The international research team, comprising archaeologists, ecologists, and climate scientists from the Netherlands, Denmark, France, and the United Kingdom, used advanced computer simulations to investigate how interactions between climate, wildlife, fire, and human activity shaped prehistoric landscapes in Europe. Their conclusions refute the common theory that humans had little impact on their environment before the advent of farming.
Led by Leiden University archaeologist Anastasia Nikulina, the researchers developed a sophisticated model called HUMLAND (HUMan impact on LANDscapes), which was adapted to simulate how hunter-gatherers interacted with their landscapes during two of the most important warm periods: the Last Interglacial (c. 125,000–116,000 years ago), when Europe was inhabited only by Neanderthals, and the Early Holocene (c. 12,000–8,000 years ago), when Mesolithic hunter-gatherers of our own species, Homo sapiens, occupied the continent.
By comparing the model’s simulations with pollen-based reconstructions of vegetation, they found striking mismatches between what climate alone could explain and what actually appeared in the fossil record. Even after adding the natural occurrence of wildfires, animal grazing, and climatic shifts, the results still fell short—until they added human behavior into the equation.

The researchers incorporated human activities such as burning vegetation to manage landscapes and hunting large herbivores such as bison, aurochs, and even elephants. These activities, the simulations showed, significantly altered vegetation composition and openness. Fire opened forests and maintained grasslands, while hunting reduced grazing pressure, allowing some areas to become denser with shrubs and trees.
According to the research, Mesolithic hunter-gatherers may have influenced up to 47% of plant-type distribution, while Neanderthals affected about 6% of plant distribution and 14% of vegetation openness. Even where human use of fire was limited, hunting alone had a large ecological impact. This indicates that both Neanderthals and early Homo sapiens modified similar areas around their campsites and shared preferences for open landscapes.

The study’s approach was not only novel for its use of vast data from across the continent, but also because it integrated artificial intelligence. Using a genetic algorithm, researchers were able to explore thousands of possible scenarios to identify those that best matched real-world pollen data. The combination of archaeology, ecology, and computational science allowed researchers to quantify the degree to which early humans shaped their environment.

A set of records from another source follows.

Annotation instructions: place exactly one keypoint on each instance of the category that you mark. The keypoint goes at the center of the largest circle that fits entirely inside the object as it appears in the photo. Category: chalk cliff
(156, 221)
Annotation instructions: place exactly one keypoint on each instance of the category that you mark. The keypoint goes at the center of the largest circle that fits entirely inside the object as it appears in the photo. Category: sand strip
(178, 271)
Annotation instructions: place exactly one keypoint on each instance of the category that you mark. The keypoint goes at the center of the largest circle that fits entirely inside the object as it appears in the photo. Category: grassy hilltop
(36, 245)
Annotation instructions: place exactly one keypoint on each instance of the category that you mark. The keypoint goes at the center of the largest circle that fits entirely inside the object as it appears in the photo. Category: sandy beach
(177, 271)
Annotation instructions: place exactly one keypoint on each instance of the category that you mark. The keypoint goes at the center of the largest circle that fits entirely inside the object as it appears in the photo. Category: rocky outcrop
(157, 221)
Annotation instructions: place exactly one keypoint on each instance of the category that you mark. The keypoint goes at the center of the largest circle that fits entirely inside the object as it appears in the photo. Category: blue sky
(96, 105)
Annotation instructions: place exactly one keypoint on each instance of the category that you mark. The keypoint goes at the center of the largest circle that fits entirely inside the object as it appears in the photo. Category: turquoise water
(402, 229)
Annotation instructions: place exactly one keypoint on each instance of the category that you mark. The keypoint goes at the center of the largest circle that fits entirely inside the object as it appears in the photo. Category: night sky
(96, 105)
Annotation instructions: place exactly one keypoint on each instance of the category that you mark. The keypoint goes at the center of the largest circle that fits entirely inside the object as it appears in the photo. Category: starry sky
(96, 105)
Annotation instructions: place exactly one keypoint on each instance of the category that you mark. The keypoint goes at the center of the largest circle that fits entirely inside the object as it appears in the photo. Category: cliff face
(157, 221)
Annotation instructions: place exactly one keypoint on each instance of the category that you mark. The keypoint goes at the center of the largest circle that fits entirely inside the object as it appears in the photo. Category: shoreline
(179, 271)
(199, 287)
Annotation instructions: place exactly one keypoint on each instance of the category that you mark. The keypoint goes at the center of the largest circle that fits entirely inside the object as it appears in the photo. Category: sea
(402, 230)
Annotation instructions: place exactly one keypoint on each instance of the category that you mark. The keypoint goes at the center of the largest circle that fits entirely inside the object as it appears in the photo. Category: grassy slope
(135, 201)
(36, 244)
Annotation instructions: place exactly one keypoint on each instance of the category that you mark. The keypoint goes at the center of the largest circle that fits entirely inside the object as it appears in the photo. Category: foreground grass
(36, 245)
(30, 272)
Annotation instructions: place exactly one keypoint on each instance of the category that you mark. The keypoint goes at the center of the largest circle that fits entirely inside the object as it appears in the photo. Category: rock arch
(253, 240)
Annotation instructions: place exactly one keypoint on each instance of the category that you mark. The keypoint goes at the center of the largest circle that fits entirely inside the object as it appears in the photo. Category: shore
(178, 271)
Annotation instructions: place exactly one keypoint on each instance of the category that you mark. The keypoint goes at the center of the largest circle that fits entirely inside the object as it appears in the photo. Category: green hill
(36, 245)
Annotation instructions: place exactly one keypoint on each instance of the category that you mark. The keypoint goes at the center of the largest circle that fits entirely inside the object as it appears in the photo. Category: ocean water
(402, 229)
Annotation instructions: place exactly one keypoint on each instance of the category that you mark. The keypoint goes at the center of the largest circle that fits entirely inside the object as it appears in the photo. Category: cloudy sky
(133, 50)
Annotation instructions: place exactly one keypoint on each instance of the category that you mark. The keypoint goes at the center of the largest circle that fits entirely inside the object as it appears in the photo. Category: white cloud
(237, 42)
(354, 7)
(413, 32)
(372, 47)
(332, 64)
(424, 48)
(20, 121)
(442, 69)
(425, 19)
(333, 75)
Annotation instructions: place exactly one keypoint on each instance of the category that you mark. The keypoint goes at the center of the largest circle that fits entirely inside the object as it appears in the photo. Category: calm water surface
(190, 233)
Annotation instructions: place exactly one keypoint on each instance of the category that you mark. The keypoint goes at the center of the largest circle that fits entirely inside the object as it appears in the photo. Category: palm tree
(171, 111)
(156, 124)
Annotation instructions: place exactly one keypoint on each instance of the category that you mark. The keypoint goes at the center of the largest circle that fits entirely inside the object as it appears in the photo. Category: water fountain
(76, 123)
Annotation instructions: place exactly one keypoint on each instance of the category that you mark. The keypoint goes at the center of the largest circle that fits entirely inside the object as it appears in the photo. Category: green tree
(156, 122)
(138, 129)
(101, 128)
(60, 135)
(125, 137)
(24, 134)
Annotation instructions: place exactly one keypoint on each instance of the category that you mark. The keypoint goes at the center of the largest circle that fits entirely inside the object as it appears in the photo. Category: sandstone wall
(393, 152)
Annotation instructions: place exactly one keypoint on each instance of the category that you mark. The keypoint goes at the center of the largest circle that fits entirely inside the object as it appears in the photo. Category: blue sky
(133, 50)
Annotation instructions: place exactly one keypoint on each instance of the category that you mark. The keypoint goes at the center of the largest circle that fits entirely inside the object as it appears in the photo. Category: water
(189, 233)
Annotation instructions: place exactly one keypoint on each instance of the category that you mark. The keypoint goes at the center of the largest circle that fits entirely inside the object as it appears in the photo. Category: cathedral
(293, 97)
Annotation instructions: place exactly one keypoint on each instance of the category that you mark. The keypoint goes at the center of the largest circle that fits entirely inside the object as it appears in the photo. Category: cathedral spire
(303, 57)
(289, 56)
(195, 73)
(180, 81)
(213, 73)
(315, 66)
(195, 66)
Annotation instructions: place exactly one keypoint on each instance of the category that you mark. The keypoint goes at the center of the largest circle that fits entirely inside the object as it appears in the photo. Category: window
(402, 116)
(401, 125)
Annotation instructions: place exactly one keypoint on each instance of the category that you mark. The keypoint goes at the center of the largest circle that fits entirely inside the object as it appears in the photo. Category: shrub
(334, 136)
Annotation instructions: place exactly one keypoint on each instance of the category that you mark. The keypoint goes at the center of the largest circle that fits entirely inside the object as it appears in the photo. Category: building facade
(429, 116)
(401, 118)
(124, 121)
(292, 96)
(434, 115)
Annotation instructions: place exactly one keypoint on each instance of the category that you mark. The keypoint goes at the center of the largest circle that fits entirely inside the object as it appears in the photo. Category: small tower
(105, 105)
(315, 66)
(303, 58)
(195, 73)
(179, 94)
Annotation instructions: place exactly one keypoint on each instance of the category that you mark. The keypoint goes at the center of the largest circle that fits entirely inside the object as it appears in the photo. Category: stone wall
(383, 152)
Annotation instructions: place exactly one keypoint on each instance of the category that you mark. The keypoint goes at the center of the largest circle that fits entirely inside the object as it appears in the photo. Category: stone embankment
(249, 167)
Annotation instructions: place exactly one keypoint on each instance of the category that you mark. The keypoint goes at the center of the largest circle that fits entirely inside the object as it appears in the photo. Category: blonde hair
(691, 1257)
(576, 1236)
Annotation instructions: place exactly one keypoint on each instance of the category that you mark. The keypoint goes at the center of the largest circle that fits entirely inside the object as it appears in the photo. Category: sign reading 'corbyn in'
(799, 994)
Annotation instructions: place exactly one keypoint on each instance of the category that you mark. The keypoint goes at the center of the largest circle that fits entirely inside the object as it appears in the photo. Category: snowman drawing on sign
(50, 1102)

Their findings depict prehistoric Europe not as an untouched landscape, but as a dynamic environment already transformed by humans. Their fires and hunting created ripple effects through ecosystems, changing plant communities and landscape structure long before the first fields were plowed.
These results are not just exclusive to Europe, but suggest that the human ecological footprint is a natural feature of our species, not an emergent development linked to agriculture or industry. As the researchers point out, comparing regions such as the Americas or Australia, which lacked earlier hominin populations before the arrival of Homo sapiens, could reveal more about how deeply ancient humans altered the natural landscape.